Tag Archives: Mitzvah

Introduction to Mishneh Torah – Part 1

The Rambam begins his monumental code of law with an introduction to explain the foundations of Judaism and the chain of the Torah’s transmission from one generation to the next.

Read the full text of the Introduction here. 

Summary: The Rambam explains that the Torah has two components: the Written and the Oral. At Mount Sinai, Moses received the Two Tablets which contained the Ten Commandments. From then on, over the period of forty years in the Wilderness, he composed the Torah as dictated to him by God. At the same time, God explained all the commandments and teachings of the Torah to Moses, and Moses then taught them to the nation. The Written Torah itself is just an encrypted, shorthand summary of God’s Law. To truly understand the Torah, one needs the Oral Tradition to extract its deeper meaning.

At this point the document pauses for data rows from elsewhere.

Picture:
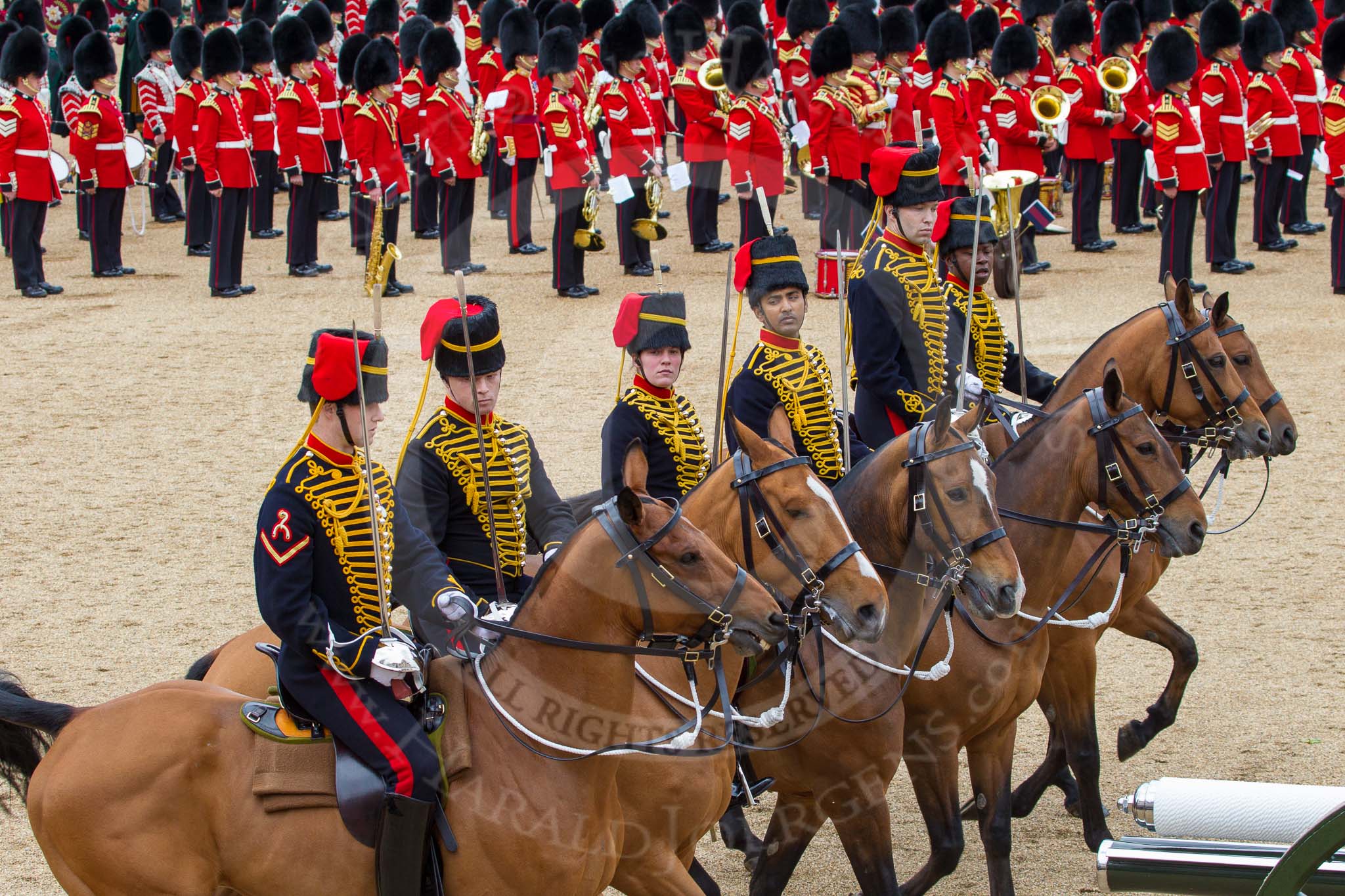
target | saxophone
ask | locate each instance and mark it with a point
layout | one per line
(381, 259)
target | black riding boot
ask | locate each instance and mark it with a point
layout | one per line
(400, 852)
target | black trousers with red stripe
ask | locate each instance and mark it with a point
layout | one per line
(703, 202)
(1179, 232)
(1222, 213)
(368, 719)
(227, 238)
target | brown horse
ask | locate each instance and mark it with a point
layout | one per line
(151, 793)
(841, 770)
(1070, 684)
(659, 834)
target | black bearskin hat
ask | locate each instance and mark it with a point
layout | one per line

The Rambam cites Exodus 24:12 as proof: “And I will give you the Tablets of Stone, the Torah, and the mitzvah.” The phrasing seems redundant – does not the Torah contain all the mitzvot? What is meant here is that God gave Moses the Written Torah, but also explained it to him orally, hence “the mitzvah“, literally “the command”. The Rambam further cites Deuteronomy 13:1, where Moses tells the people: “Be careful to observe everything that I prescribe to you.” In other words, Moses gave over more than just a written text, but also a set of oral teachings that the nation must carefully adhere to.

Insight: To properly understand Jewish law, one must grasp the fact that there is both a Written and Oral Law. It is nearly impossible to understand the Torah without the Oral Tradition. For instance, the Torah states four different times to bind a symbol upon one’s arm and between one’s eyes (the mitzvah of tefillin), yet nowhere does it say what this symbol looks like, or how it is to be bound. Similarly, the Torah states multiple times to tie fringes onto the corners of one’s clothes, but does not explain how these fringes must be tied or what exactly they should look like. Such information comes from the oral teachings, as transmitted by the Prophets and Sages over the millennia. In the coming passages, the Rambam will carefully lay out the chain of transmission, and the exact figures that passed on the Torah over the generations.